Dalam kasus ini jelas bukan alasan tepat untuk menempatkan Okky luqman sebagai “tersangka” di balik penguluran waktu yang menjemukan itu.
Jelas produserlah dan yang bertanggung jawab dibalik semua ini, Okky hanya bertanggung jawab sebgai host yang dibalik otoritas confidencenya di atas panggung, tersimpan script yang atas kode-kode tertentu dia bertindak tak lebih sebagai wayang yang dimainkan oleh dalang.
Sedangkan dalam urusan anak-anak kecil yang menyanyikan lagu dewasa dari beberapa aspek tertentu (kecuali agama) mungkin bisa dianggap sah-sah saja.
Kembali pada tujuan reality show tersebut demi mengukur performance kontestan diatas panggung baik dari segi koreografi, artikulasi hingga improvisasinya.
Apakah bukan menjadi suatu paksaan analogis bila talenta bakat menyanyi dan manggung mereka harus diukur dengan “mengendarai” lagu “naik-naik ke puncak gunung”, “pelangi-pelangi” , “bintang kecil” dsb.
Dengan lagu-lagu sesederhana itu, dimana mereka harus menaru improvisasi?
Untuk kepandaian berkoreografi apa menjadi tidak aneh bila mereka hanya berjalan menunduk dengan mimic wajah mengkerut, bak menhan tanjakan di jalan gunung yang terjal bila mereka sedang menyanyikan lagu “Naik-Naik Ke Puncak Gunung”.
Hematnya, lagu-lagu anak-anak tidak memiliki ruang yang cukup sebagai sarana mengukur sebuah bakat.
Lebih memiliki bobot dalam statemen ini adalah punahnya perbendaharan lagu anak-anak di era 2.000an ini. Apa yang bisa disalahkan oleh mereka bila tiap hari yang melintas di telinga mereka adalah lagu orang dewasa? Sementara system kecerdasan otak muda mereka sangat mudah sekali untuk tidak begitu sulit menghafal lirik-liriknya.
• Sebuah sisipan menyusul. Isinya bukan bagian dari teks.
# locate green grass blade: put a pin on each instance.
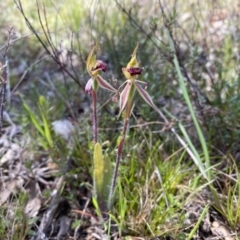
(190, 107)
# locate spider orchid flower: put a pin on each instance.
(94, 68)
(131, 72)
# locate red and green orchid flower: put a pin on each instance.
(94, 68)
(131, 72)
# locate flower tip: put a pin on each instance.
(100, 65)
(135, 71)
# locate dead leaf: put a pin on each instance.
(7, 189)
(221, 231)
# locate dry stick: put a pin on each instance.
(4, 78)
(53, 55)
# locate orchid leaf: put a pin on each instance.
(103, 172)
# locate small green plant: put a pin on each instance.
(42, 122)
(102, 173)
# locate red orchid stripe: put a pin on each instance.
(124, 97)
(104, 84)
(88, 86)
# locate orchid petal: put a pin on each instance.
(127, 74)
(133, 62)
(88, 86)
(144, 94)
(104, 84)
(124, 96)
(134, 71)
(91, 59)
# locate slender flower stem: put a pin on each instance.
(119, 152)
(94, 119)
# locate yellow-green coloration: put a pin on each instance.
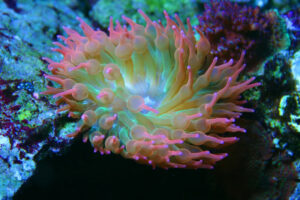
(24, 114)
(137, 92)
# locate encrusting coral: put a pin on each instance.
(137, 92)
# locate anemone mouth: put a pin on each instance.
(137, 92)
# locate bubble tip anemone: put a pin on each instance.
(137, 92)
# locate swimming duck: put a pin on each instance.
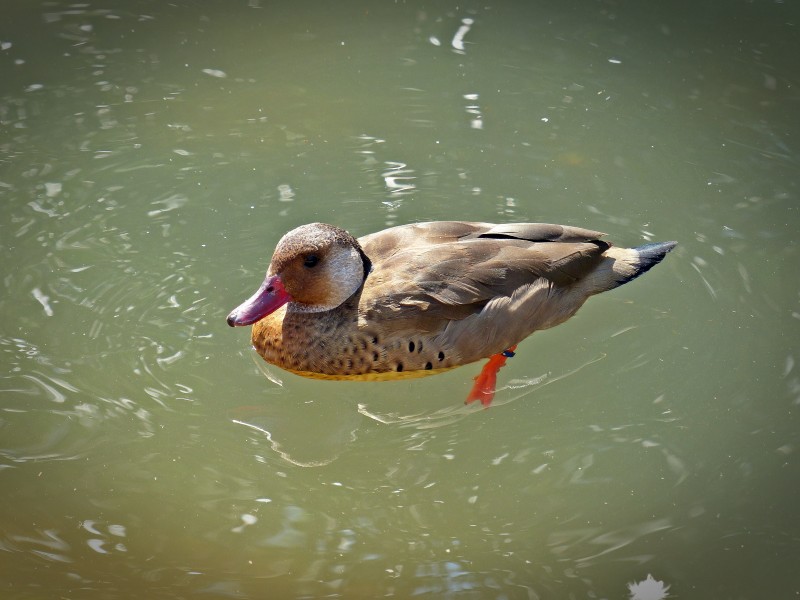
(419, 299)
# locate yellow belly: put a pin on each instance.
(383, 376)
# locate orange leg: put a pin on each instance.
(486, 381)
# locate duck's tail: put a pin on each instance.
(622, 265)
(649, 256)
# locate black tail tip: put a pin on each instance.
(652, 254)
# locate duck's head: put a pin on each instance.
(316, 267)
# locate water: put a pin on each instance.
(151, 156)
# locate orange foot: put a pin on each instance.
(486, 380)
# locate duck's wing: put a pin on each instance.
(429, 274)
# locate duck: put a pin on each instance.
(423, 298)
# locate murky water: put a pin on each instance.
(153, 153)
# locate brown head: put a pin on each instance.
(316, 267)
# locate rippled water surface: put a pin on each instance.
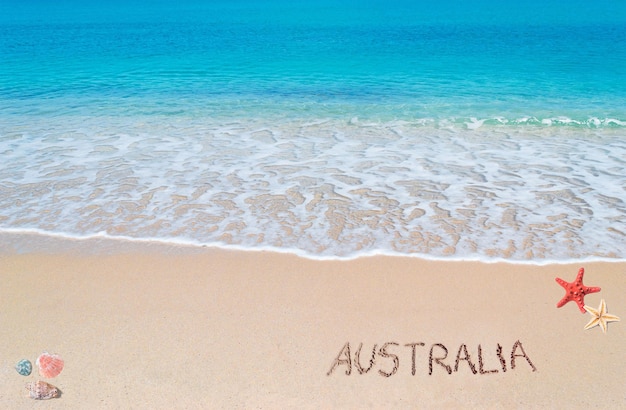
(322, 129)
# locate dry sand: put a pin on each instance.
(146, 326)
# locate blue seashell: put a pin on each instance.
(24, 367)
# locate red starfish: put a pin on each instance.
(576, 291)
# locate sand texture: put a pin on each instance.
(161, 327)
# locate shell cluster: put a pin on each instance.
(50, 365)
(24, 367)
(41, 390)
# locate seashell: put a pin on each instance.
(41, 390)
(50, 365)
(24, 367)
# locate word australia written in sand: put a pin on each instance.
(385, 360)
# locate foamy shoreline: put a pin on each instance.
(36, 241)
(156, 326)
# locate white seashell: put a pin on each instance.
(41, 390)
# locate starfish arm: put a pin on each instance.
(579, 277)
(593, 322)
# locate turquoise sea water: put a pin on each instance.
(474, 129)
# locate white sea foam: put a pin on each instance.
(324, 188)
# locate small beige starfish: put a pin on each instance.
(600, 317)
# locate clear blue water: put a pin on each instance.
(325, 124)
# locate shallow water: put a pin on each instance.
(326, 130)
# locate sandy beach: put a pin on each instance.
(155, 326)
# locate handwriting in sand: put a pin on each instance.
(386, 358)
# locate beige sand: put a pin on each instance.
(168, 328)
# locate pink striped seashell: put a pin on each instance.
(50, 365)
(41, 390)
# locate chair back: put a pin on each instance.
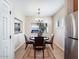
(39, 41)
(25, 37)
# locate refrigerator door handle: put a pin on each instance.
(73, 38)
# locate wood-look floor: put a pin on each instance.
(21, 53)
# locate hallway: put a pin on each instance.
(21, 53)
(45, 23)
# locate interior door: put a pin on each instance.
(5, 47)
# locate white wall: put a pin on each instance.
(19, 38)
(59, 31)
(28, 24)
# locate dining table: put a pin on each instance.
(33, 38)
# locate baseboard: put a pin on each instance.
(59, 46)
(19, 46)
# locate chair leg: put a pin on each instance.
(26, 46)
(52, 46)
(34, 54)
(43, 53)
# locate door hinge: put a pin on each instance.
(10, 36)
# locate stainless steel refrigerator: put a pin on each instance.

Bila diilustrasikan, dalam keadan kehausan dengan sangat tanpa tersedia segelas minumanpun kecuali soft drink berbahan pengawet, seorang anak kecil haruskah memilih berpuasa dan mati konyol, atau memperthankan hidupnya?
soerang berpendapat minumlah soft drink tersebut, walaupun mengandung sesuatu yang tidak baik bagi pencernaan anak kecil, tapi itu lebih baik daripada kamu mati konyol.
Seorang lagi berpendapat, mati konyol (jam ini) lebih baik daripada harus meminum minuman yang mengandung bahan tak begitu berbahaya yang itu saja bias dengan mudah ditangkis oleh system imun anak dengan kosekuensi kadar penderitaan tak begitu berpengaruh.
Hujatan besar-besaran tersebut bukankah selama ini hanya melulu digemborkan oleh Indosiar saja yang mungkin merasa kecolongan start dalam mengadakan reality show serupa melalui AFI Junirnya?
Kambing hitam yang selalu saja muncul bermula dari pertelevisisan.
Kecuali dari sudut pandang agama, semua hujatan tersebut sangat beralasan.